Fairtrade cocoa and a sustainable chocolate industry

Fairtrade and Cocoa commodity briefingThe Fairtrade Foundation recently pubished a useful "commodity briefing" on Fairtrade and Cocoa, combining a clear and succinct overview of the global cocoa industry with a case for why Fairtrade is needed.

The broad picture it paints is one of growing global demand for chocolate, driven by rising incomes in emerging economies, increasingly outstripping available cocoa supplies. In West Africa, the productivity of cocoa farming is low, with a lack of access to finance and technology, outdated farming methods, and no incentives to improve depleted soil or replace ageing trees.

Cocoa farmers in West Africa are likely to receive 3.5 to 6.4 per cent of the value of a chocolate bar, compared with around 16 per cent in the 1980s. Over the same period, the manufacturers' share has increased from 56 to 70 per cent and the retailers' from 12 to 17 per cent. Often their children can see no future in cocoa: the average age of a cocoa farmer in West Africa is 51 years.

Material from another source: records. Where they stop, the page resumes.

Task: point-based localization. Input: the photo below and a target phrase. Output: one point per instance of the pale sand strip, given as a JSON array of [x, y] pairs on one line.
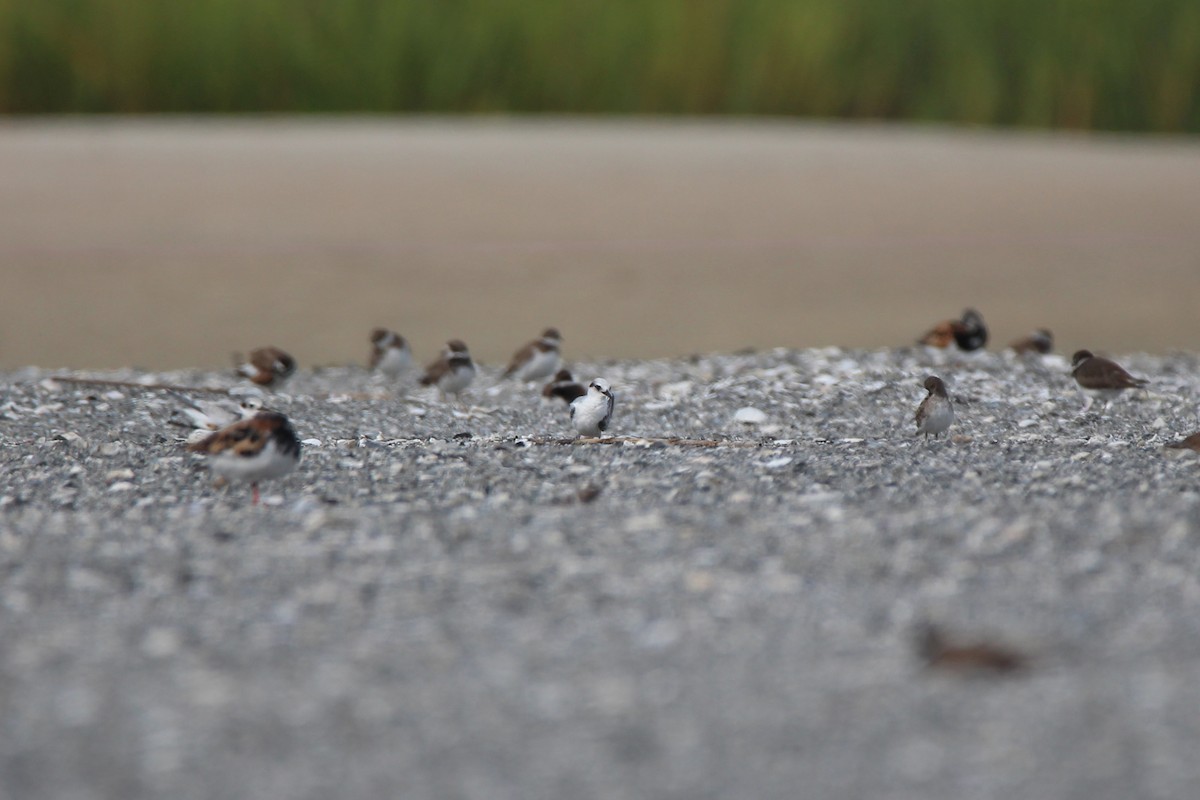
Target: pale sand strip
[[173, 242]]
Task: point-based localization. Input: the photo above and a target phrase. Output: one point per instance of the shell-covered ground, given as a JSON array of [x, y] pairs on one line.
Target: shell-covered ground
[[462, 602]]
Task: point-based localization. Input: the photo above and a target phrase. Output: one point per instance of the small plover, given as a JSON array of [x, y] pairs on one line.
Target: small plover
[[268, 366], [262, 447], [1101, 378], [1039, 341], [936, 411], [389, 353], [453, 372], [592, 413], [564, 388], [538, 359]]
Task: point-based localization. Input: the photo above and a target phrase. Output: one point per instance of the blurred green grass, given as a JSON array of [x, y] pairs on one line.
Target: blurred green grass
[[1128, 65]]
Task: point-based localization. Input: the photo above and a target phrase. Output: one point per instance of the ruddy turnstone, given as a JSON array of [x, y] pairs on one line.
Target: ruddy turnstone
[[389, 353], [1039, 341], [253, 450], [936, 411], [564, 388], [267, 366], [973, 657], [969, 332], [592, 413], [205, 416], [453, 372], [535, 360], [1101, 378]]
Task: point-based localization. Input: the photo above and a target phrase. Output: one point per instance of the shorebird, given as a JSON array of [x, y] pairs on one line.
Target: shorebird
[[389, 353], [969, 332], [936, 411], [453, 372], [268, 366], [1101, 378], [262, 447], [538, 359]]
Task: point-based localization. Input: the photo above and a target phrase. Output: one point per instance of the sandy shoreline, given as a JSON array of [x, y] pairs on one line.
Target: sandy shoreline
[[163, 244]]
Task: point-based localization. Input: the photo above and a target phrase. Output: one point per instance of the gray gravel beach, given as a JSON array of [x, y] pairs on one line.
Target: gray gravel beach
[[461, 602]]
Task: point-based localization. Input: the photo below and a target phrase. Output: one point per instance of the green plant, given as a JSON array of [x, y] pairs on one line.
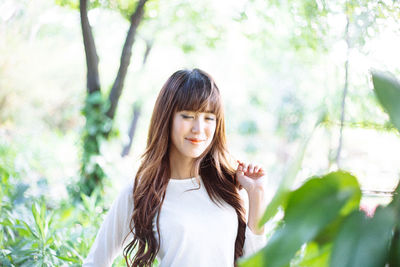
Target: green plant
[[322, 223]]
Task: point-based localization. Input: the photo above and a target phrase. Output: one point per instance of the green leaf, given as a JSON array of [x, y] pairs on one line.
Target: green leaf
[[309, 210], [387, 90], [314, 256], [394, 257], [280, 198], [364, 242]]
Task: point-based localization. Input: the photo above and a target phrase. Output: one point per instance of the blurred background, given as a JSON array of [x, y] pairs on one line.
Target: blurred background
[[282, 67]]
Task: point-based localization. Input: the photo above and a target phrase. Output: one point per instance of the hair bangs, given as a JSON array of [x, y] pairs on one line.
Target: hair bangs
[[198, 93]]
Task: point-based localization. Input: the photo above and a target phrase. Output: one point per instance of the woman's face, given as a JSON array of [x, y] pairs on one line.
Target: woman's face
[[192, 132]]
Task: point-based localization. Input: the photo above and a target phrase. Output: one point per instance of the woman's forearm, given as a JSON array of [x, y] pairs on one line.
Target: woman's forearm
[[256, 209]]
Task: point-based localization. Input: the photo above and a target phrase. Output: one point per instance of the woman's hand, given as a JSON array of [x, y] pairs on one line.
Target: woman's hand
[[249, 176]]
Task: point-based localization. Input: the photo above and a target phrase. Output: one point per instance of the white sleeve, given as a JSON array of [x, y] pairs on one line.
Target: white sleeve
[[252, 242], [112, 234]]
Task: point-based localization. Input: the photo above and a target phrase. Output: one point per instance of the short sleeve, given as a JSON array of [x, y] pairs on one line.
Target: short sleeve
[[253, 242], [112, 235]]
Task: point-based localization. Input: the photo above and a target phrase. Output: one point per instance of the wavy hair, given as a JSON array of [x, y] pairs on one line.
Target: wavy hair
[[184, 90]]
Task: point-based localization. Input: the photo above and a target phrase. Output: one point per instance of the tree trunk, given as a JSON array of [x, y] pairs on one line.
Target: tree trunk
[[132, 130], [116, 89], [92, 60], [345, 89]]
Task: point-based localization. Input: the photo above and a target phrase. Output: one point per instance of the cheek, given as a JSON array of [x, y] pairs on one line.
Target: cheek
[[211, 131]]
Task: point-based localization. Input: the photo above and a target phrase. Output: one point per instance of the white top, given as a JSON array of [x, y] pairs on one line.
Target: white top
[[194, 230]]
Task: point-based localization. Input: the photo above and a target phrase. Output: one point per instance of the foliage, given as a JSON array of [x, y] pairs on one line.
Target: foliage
[[323, 216], [97, 127], [33, 233]]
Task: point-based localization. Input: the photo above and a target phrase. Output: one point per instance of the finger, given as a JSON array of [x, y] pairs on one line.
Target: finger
[[245, 167], [240, 168], [251, 169]]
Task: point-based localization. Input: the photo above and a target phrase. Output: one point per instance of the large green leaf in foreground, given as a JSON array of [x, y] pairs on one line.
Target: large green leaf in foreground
[[309, 210], [387, 89], [364, 242]]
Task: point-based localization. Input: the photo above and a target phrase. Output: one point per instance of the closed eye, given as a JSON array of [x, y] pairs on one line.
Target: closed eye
[[186, 116]]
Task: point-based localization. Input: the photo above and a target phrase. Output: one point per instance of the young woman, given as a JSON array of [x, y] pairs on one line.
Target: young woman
[[184, 206]]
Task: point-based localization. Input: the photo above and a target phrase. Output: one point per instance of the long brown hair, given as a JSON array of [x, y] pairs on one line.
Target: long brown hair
[[184, 90]]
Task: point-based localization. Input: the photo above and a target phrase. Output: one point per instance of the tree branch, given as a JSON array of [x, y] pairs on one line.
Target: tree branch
[[92, 60], [125, 58]]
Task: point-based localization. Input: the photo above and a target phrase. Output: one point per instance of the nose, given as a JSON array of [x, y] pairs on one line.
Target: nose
[[197, 125]]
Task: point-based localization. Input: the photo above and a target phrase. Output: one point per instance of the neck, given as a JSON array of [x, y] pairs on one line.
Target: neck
[[181, 167]]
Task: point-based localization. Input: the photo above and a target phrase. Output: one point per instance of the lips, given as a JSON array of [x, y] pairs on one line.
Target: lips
[[194, 140]]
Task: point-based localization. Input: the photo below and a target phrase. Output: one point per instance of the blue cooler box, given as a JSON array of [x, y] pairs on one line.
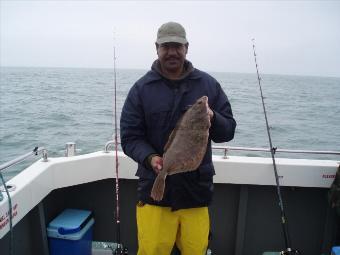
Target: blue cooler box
[[336, 250], [70, 233]]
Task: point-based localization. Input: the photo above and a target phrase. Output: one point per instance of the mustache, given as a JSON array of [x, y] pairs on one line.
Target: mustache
[[172, 58]]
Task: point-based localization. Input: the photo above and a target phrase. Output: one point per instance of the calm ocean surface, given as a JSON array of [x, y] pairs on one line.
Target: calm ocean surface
[[52, 106]]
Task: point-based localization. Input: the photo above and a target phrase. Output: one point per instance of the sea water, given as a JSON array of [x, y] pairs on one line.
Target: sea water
[[52, 106]]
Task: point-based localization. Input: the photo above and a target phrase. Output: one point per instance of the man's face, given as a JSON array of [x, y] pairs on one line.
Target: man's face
[[172, 56]]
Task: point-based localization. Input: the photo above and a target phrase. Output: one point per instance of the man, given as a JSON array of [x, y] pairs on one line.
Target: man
[[151, 110]]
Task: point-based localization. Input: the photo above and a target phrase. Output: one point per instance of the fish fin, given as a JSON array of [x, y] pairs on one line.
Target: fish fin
[[170, 139], [172, 134], [157, 191]]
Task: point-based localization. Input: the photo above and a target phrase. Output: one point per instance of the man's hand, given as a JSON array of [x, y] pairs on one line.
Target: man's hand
[[156, 163], [210, 112]]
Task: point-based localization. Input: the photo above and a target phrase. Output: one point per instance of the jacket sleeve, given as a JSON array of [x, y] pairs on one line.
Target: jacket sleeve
[[133, 128], [223, 123]]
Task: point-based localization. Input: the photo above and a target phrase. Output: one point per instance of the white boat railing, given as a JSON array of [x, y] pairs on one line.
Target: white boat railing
[[19, 159]]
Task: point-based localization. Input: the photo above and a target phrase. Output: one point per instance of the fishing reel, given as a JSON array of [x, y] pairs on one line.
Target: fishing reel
[[120, 251], [290, 251]]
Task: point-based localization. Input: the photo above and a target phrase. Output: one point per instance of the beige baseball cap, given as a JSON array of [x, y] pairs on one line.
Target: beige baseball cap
[[171, 32]]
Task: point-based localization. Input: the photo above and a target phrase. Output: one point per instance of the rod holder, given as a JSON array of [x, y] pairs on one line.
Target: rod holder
[[70, 149]]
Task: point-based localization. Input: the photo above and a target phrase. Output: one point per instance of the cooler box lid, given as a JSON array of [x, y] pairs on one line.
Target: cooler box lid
[[70, 222]]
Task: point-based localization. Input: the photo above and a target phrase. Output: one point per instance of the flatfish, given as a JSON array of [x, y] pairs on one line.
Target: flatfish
[[186, 145]]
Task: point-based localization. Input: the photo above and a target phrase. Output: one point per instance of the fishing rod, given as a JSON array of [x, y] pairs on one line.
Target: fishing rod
[[119, 249], [289, 250]]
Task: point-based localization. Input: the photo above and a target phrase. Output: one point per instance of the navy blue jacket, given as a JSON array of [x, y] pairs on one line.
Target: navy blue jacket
[[152, 108]]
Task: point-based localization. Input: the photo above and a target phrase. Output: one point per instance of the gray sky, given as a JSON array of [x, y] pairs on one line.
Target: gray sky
[[292, 37]]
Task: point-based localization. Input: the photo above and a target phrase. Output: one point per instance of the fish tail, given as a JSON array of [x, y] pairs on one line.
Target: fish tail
[[158, 186]]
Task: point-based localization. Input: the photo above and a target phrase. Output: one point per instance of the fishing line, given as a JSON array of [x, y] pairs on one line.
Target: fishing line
[[119, 250], [289, 250]]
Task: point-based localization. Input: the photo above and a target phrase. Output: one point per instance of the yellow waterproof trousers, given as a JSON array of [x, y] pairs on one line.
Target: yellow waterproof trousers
[[159, 229]]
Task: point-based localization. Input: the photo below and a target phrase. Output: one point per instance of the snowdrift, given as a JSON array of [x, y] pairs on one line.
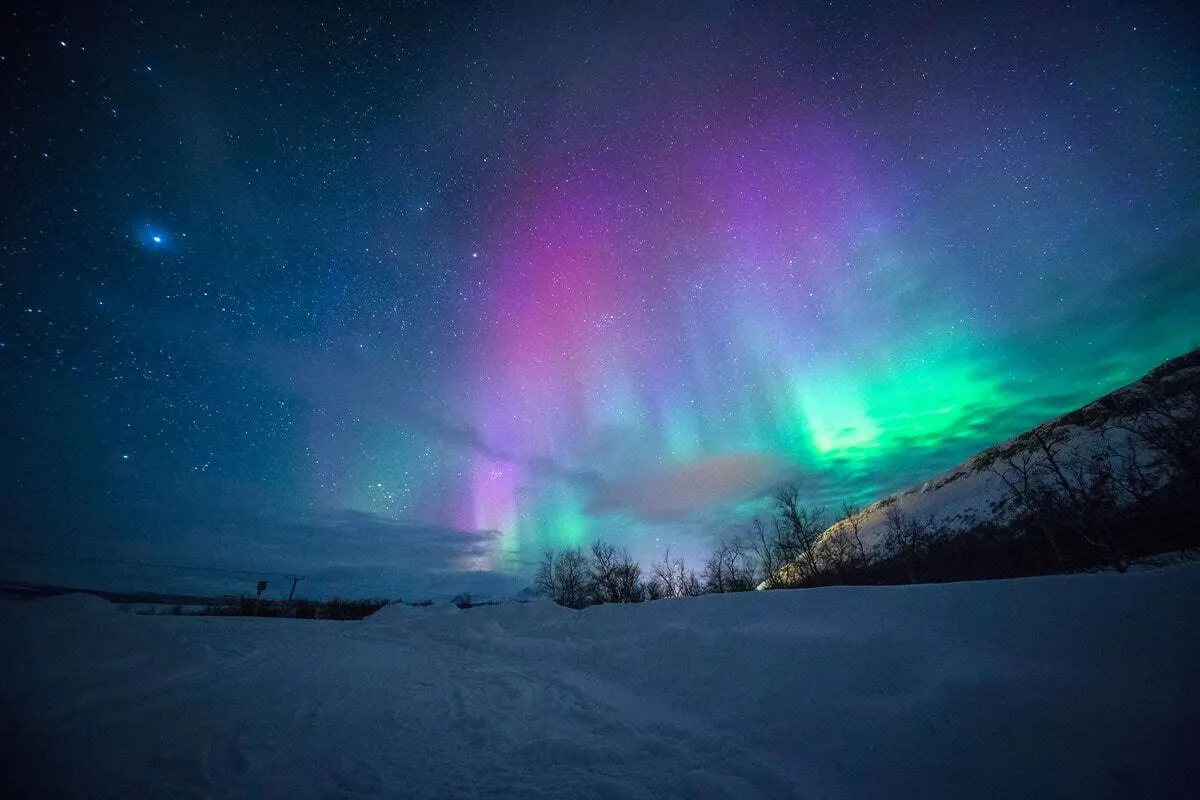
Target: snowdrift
[[1061, 686]]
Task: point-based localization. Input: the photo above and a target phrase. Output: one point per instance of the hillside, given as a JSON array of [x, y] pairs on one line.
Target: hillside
[[1110, 427]]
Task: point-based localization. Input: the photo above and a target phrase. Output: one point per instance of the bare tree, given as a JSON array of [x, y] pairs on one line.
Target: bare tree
[[672, 578], [906, 540], [797, 530], [771, 559], [852, 528], [616, 577], [564, 577], [730, 567]]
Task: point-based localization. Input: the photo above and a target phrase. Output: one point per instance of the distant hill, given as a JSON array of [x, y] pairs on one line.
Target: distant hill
[[17, 589], [976, 489]]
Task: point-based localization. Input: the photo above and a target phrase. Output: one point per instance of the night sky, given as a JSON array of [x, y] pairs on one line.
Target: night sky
[[397, 295]]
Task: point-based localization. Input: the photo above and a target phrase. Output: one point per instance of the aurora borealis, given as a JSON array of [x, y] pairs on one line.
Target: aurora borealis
[[408, 293]]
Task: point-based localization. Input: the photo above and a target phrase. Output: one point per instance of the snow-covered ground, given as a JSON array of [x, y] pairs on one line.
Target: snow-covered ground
[[1084, 686]]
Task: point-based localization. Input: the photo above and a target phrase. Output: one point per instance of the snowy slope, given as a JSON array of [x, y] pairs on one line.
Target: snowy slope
[[1063, 686], [971, 493]]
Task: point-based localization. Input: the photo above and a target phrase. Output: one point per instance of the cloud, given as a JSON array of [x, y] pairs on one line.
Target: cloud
[[353, 553], [689, 491]]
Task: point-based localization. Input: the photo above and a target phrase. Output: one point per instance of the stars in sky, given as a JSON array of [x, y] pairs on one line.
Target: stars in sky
[[535, 269]]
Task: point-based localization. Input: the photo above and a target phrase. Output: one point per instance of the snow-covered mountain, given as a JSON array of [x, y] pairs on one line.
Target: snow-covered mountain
[[975, 491]]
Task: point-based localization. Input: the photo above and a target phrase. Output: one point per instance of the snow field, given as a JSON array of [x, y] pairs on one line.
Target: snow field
[[1060, 686]]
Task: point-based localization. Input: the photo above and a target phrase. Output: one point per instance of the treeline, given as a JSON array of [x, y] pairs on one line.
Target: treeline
[[1128, 491], [303, 608]]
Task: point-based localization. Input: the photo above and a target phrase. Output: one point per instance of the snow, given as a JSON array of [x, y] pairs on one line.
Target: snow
[[1061, 686]]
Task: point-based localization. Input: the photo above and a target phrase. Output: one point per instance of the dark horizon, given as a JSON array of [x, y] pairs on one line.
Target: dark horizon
[[408, 294]]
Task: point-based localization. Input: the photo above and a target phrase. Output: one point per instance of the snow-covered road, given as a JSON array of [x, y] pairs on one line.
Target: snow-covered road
[[1065, 686]]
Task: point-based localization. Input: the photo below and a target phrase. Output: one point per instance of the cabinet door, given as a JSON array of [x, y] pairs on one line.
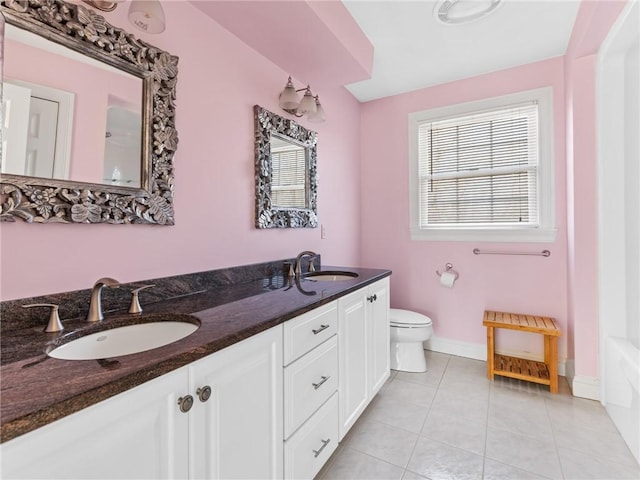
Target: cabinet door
[[238, 431], [353, 358], [136, 434], [378, 322]]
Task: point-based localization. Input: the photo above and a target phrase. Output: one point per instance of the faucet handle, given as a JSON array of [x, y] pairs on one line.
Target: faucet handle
[[135, 301], [54, 325]]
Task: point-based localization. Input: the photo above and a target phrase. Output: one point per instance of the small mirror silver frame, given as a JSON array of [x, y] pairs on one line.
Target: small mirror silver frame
[[267, 214]]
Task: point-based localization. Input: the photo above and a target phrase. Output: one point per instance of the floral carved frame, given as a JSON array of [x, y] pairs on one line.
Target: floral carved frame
[[267, 215], [43, 200]]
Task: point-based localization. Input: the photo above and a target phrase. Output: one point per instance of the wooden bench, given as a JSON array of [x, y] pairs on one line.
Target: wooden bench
[[545, 372]]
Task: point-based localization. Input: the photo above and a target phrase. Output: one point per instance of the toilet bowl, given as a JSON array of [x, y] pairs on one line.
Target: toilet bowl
[[408, 331]]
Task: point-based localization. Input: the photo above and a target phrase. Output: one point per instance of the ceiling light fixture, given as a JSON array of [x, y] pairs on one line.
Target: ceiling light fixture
[[146, 15], [456, 12], [309, 105]]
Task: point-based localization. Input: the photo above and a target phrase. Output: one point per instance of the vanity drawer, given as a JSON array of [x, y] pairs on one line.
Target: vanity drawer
[[310, 447], [309, 330], [308, 383]]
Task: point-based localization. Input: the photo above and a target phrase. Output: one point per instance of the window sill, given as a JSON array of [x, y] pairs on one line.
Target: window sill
[[524, 235]]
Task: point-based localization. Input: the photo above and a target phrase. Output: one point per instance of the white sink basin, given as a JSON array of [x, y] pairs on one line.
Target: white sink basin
[[123, 340], [331, 276]]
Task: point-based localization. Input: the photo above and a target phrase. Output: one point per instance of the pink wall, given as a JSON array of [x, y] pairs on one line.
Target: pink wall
[[509, 283], [219, 81], [593, 22], [23, 62]]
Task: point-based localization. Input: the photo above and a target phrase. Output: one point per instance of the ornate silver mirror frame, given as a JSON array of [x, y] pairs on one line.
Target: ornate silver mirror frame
[[45, 200], [267, 214]]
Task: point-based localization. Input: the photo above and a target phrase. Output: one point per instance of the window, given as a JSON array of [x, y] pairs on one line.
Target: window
[[484, 170]]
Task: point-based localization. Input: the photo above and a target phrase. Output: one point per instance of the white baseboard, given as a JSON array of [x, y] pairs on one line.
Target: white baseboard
[[581, 385], [456, 347], [478, 351]]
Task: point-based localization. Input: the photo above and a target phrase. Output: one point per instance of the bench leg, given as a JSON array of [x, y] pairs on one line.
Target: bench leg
[[490, 352], [551, 359]]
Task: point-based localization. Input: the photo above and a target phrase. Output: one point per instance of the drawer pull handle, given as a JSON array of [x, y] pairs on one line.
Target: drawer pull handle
[[319, 384], [204, 393], [185, 403], [318, 330], [319, 451]]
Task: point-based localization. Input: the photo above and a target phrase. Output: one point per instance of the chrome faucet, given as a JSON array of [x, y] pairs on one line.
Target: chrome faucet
[[306, 253], [95, 305]]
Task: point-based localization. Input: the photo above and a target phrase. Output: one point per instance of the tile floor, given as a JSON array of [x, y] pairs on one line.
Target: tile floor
[[453, 423]]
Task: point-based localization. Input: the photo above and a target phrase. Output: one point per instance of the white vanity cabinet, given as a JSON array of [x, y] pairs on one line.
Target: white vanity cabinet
[[363, 345], [142, 433], [272, 406], [237, 432], [136, 434], [310, 391]]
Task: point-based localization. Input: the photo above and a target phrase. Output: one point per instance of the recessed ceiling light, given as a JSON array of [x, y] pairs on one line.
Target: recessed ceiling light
[[456, 12]]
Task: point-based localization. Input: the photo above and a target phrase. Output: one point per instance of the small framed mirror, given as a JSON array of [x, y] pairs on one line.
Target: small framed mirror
[[286, 172]]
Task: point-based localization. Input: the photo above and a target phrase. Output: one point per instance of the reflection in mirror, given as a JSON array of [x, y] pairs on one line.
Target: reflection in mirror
[[286, 178], [115, 136], [53, 115], [289, 180]]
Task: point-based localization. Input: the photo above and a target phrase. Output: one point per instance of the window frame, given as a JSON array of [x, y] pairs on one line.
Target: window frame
[[545, 231]]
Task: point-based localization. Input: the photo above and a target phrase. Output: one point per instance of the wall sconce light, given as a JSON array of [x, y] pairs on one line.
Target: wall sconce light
[[146, 15], [309, 105]]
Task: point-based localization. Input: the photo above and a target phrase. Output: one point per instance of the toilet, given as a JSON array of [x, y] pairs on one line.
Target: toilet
[[408, 331]]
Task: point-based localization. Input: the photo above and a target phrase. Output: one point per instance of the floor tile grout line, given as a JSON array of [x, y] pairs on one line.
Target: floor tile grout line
[[415, 445], [553, 436]]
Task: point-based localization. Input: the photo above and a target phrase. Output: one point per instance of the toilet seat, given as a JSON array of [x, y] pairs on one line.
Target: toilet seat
[[408, 319]]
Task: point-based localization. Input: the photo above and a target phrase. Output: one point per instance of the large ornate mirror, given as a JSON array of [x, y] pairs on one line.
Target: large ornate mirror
[[107, 154], [286, 176]]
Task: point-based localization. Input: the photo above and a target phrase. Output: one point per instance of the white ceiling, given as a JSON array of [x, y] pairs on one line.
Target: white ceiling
[[413, 50]]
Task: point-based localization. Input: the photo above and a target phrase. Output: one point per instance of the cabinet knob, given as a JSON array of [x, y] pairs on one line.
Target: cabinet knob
[[319, 384], [204, 393], [319, 451], [185, 403], [318, 330]]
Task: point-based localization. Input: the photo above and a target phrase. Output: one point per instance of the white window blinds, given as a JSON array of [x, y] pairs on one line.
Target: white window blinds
[[480, 169], [289, 174]]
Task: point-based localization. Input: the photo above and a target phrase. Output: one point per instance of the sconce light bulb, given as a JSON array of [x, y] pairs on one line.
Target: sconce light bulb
[[308, 103], [289, 97], [147, 15]]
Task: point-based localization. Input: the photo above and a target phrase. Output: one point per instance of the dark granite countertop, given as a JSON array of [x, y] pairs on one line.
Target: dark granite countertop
[[36, 389]]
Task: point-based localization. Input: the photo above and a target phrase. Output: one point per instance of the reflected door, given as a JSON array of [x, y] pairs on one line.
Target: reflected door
[[41, 139], [15, 106]]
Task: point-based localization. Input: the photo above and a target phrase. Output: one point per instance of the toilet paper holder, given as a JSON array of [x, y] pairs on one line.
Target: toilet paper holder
[[448, 268]]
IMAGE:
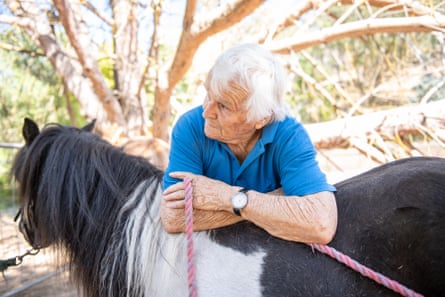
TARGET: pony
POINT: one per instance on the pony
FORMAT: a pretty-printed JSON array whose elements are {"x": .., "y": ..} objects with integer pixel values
[{"x": 100, "y": 207}]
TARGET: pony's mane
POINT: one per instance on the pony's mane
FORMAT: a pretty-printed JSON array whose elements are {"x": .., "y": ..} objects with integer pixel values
[{"x": 79, "y": 184}]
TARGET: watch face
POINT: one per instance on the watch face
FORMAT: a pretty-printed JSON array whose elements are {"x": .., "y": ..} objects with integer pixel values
[{"x": 239, "y": 200}]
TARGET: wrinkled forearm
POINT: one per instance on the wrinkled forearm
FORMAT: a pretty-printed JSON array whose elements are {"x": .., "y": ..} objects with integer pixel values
[
  {"x": 310, "y": 219},
  {"x": 173, "y": 220}
]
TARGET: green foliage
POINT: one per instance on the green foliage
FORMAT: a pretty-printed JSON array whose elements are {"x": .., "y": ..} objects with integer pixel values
[{"x": 29, "y": 87}]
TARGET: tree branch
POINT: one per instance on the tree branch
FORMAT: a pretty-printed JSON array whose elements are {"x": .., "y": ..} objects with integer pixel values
[{"x": 358, "y": 28}]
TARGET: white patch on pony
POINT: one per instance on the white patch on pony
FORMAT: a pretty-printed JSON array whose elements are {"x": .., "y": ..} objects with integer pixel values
[
  {"x": 222, "y": 271},
  {"x": 157, "y": 261}
]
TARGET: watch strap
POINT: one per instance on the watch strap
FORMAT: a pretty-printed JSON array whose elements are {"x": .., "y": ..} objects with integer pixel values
[{"x": 237, "y": 211}]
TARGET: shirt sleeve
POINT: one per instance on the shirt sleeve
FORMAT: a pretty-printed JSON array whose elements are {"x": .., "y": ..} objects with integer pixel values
[
  {"x": 185, "y": 148},
  {"x": 299, "y": 170}
]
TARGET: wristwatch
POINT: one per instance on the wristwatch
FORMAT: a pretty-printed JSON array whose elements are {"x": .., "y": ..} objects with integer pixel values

In response, chocolate companies and industry bodies have set up more than sixty projects to address supply chain sustainability. These are mainly focused on training cocoa farmers to increase production and improve quality.

The briefing argues rightly that sustainability "means more than just increasing production,it also means ensuring that farmers are able to capture a greater share of the value of the industry overall". Smallholder farmers need to be able to make a living and their children need to see a viable future in the industry.

This week is actually the 10-year anniversary of the signing of the Harkin-Engel Protocol – a voluntary agreement by most of the big chocolate companies to put an end to forced child labour on cocoa farms in Ghana and Cote d’Ivoire.

The authoritative Tulane University studies overseeing these efforts over the last decade conclude that though there has been action from the chocolate industry and “significant evidence of impact”, industry funding has simply not been sufficient to achieve the goal of eliminating the worst forms of child labour.

In Trading Visions' Chocolate Scorecard 2011, we survey the chocolate industry's investments in a sustainable supply chain and come to a similar conclusion:

There are encouraging signs that chocolate companies, big and small, are taking significant steps towards sustainable business practices and a more equitable chocolate supply chain. Yet it is clear from this scorecard that they could be doing much more. In particular, the industry giants are only sharing crumbs from the table. It’s time to scale up.